Zenith Brain Trust Blog

September 25, 2023 · 8 min read

The first of the key topics discussed by the brain trust really focused on the complexities and challenges associated with achieving reproducibility in the context of AI models.

From a Financial Services standpoint, ensuring that your ability to recreate the results of a particular query is essential; especially in the eyes of our regulators! This problem is exceptionally complex, compounded by the complexity of models, presenting a significant barrier to full reproducibility and adoption.

Transparency and Reproducibility Challenges

AI models, particularly deep learning models, are known for their intricate architectures and data-intensive training processes. During the discussion, it became evident that the sheer complexity of these models presents a significant barrier to full reproducibility as well as transparency into their inner workings.

One key challenge lies in the stochastic nature of AI model training. Random processes, such as weight initialization and data shuffling, introduce variability into the training process. Even slight variations in these random factors can lead to different outcomes when attempting to reproduce the model.

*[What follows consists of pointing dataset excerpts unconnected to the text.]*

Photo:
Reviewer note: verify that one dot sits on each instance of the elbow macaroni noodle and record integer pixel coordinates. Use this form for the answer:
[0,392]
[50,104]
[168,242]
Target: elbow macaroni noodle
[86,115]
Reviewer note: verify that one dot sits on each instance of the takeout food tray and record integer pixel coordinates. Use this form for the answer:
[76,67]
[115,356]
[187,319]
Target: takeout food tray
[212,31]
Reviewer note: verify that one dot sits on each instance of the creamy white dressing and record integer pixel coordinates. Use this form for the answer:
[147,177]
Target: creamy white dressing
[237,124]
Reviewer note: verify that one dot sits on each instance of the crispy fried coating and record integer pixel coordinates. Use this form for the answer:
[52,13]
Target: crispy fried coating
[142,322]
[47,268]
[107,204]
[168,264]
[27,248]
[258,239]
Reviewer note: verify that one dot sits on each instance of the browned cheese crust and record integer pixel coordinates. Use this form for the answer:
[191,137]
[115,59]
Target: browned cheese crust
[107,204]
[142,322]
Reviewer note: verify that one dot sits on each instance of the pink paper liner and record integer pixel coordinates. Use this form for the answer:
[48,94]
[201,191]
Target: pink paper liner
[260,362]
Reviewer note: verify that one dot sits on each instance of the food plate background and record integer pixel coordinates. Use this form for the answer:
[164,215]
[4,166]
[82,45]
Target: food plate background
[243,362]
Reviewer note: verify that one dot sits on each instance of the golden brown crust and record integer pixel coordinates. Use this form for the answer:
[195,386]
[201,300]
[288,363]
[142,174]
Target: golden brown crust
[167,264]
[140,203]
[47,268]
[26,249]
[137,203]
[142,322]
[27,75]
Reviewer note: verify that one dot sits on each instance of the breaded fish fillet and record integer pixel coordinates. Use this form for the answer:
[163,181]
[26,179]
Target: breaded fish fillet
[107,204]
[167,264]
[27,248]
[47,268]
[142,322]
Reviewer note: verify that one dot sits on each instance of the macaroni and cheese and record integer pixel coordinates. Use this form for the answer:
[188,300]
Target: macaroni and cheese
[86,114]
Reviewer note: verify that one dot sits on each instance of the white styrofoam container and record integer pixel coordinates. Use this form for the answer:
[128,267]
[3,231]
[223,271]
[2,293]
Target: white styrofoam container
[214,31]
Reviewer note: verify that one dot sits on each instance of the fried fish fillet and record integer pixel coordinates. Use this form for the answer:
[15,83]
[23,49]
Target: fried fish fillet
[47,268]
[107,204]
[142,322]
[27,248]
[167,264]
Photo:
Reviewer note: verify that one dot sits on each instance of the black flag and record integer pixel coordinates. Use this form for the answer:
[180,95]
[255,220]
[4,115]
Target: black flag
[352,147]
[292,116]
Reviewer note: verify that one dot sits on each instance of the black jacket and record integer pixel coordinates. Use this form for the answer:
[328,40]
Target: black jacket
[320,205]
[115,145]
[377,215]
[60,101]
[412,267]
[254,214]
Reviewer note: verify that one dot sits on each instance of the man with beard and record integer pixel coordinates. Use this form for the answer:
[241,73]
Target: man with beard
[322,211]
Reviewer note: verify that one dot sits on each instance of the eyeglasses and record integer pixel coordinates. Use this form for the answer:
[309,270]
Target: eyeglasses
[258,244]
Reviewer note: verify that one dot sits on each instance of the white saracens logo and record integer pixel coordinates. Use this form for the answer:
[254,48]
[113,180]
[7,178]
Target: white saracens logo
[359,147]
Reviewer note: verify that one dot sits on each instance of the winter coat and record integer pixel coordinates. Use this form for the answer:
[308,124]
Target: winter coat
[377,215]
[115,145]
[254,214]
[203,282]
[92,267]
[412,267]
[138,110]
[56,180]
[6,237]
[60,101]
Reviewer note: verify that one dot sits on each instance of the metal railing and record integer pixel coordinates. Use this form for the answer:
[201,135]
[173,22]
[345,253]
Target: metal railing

The conversation highlighted the critical role of software environments in reproducibility. Managing dependencies, libraries, and software versions becomes crucial when trying to replicate a model's results. Any changes in these components can result in variations in model performance. Providing consistent results in regulated domains such as ours is important given the impact misleading results can have on clients and materials produced using these models.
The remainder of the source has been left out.